Compression is what teaches your difficult sides to lay down and wave up.

❗️Our Durag FAQ article will answer all of your questions regarding durags.

Step 5: Be Patient (Side Waves Take Time)

Side waves usually come in last. They get brushed the least, and require the most training.

If you stay consistent:

  • Proper angles will reduce forks and improve connections. It takes time to develop, but with consistency, your waves will come in.
  • Enough length is needed. Waves are just laid down curls; if your hair isn’t at curl length, you cant get waves. Find your perfect cut length, and dont go below that guard.
  • Daily compression will keep your hair laid. The hair on your sides may want to spike up, but with constant brushing and compressing, your waves will be trained to stay laid.

Your side waves will eventually connect cleanly into your 360 pattern.

Waves are just laid-down curls — train your curls to lay down, and your 360 wave pattern will set.

FAQ: Getting Waves on the Sides

Why won’t my side waves come in?

Your sides may be cut too low, brushed incorrectly, or not compressed enough after brushing.

How long does it take to get side waves?

Side waves take longer than the top.
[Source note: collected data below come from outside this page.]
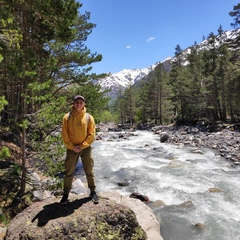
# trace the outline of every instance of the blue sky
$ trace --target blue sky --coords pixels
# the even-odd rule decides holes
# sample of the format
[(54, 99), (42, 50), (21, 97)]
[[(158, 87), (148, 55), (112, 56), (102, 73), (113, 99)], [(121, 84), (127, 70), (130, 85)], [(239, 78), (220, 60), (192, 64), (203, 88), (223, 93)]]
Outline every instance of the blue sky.
[(92, 64), (95, 73), (149, 67), (174, 56), (203, 36), (233, 29), (229, 16), (239, 0), (79, 0), (80, 13), (96, 24), (86, 46), (103, 55)]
With consistency, most wavers see progress in 2–4 weeks.

Should I brush my sides more than the top?

Yes. The sides need more brushing because the hair grows in tougher directions.

What brush is best for side waves?

A medium brush for daily brushing, hard brush during wolfing, and a soft brush to finish.

Do durags help side waves?

Absolutely. Compression is essential for laying side hair down and locking waves in.